= Haruki Fujimoto =

Haruki Fujimoto (藤本 治貴) was a Japanese-born theatre performer, dancer, choreographer, and teacher.

==Career==
Born in Hiroshima, and educated in Osaka at the Hanayagi Dance School, he had a career in America. As a dancer, Fujimoto took part in experimental and modern choreography, dancing with the companies of both Donald McKayle and Sophie Maslow. Fujimoto made his Broadway debut in 1966 in the original production of It's a Bird...It's a Plane...It's Superman directed by Harold Prince.
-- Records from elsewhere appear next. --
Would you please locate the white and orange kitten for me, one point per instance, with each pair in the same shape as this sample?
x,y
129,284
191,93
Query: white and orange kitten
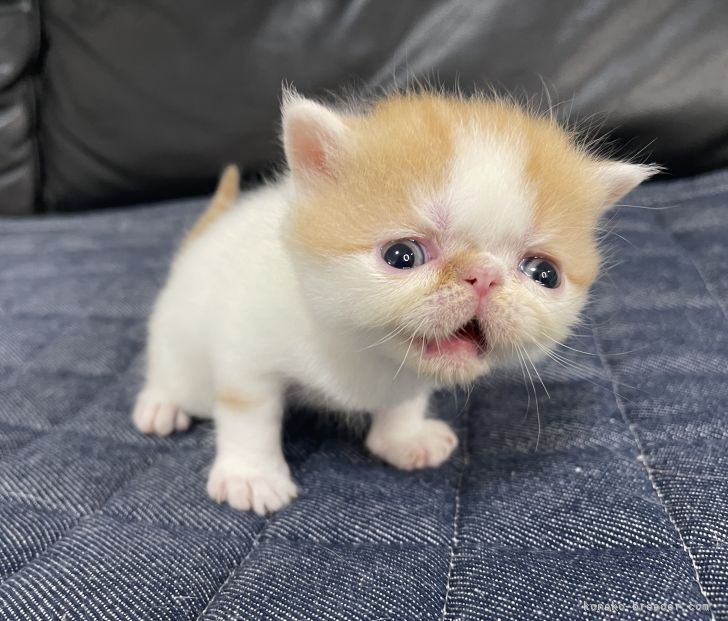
x,y
416,244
He also performed on national tours of On a Clear Day You Can See Forever, The Music Man, and Funny Girl, as well as the original production of Chu Chem, which closed during its tryout phase prior to reaching Broadway. Ten years after "Superman", Fujimoto returned to Broadway, reuniting with Prince for the musical Pacific Overtures, with music and lyrics by Stephen Sondheim and a book by John Weidman. Pacific Overtures used a blend of kabuki and Western theatre techniques to tell the story of Japan's opening from 250 years of isolation. In addition to being the kabuki consultant, dance captain, assistant to the choreographer, and playing various silent roles as a member of the company (including Kayama's servant, a rickshaw operator, and a dancer in the finale), Fujimoto created the role of Commodore Matthew Calbraith Perry. The role was silent, standing on stage for most of its scenes with outside sound effects used to simulate the commodore's commands, but Act I ended with a unique and rousing "Lion Dance" which foreshadowed the influence of America within Japan, a key theme of the show and in Act II. Choreographed by Patricia Birch with dance music by Daniel Troob, the Lion Dance received mentions in two reviews by The New York Times; both the mixed review from Clive Barnes and the negative review from Walter Kerr. The dance was enough to earn Fujimoto a Drama Desk Award nomination for Outstanding Featured Actor in a Musical, being the only performer from the show to earn a nomination (two other actors, Mako Iwamatsu and Isao Sato were nominated for Tony Awards). He lost to George Rose for his performance in a revival of My Fair Lady. Fujimoto can still be seen as the cover art for the original cast album of Pacific Overtures. Certified as a Natori in Japanese dance, Fujimoto taught at Hollins University in Virginia from 1970-1990. He died on October 12, 2006.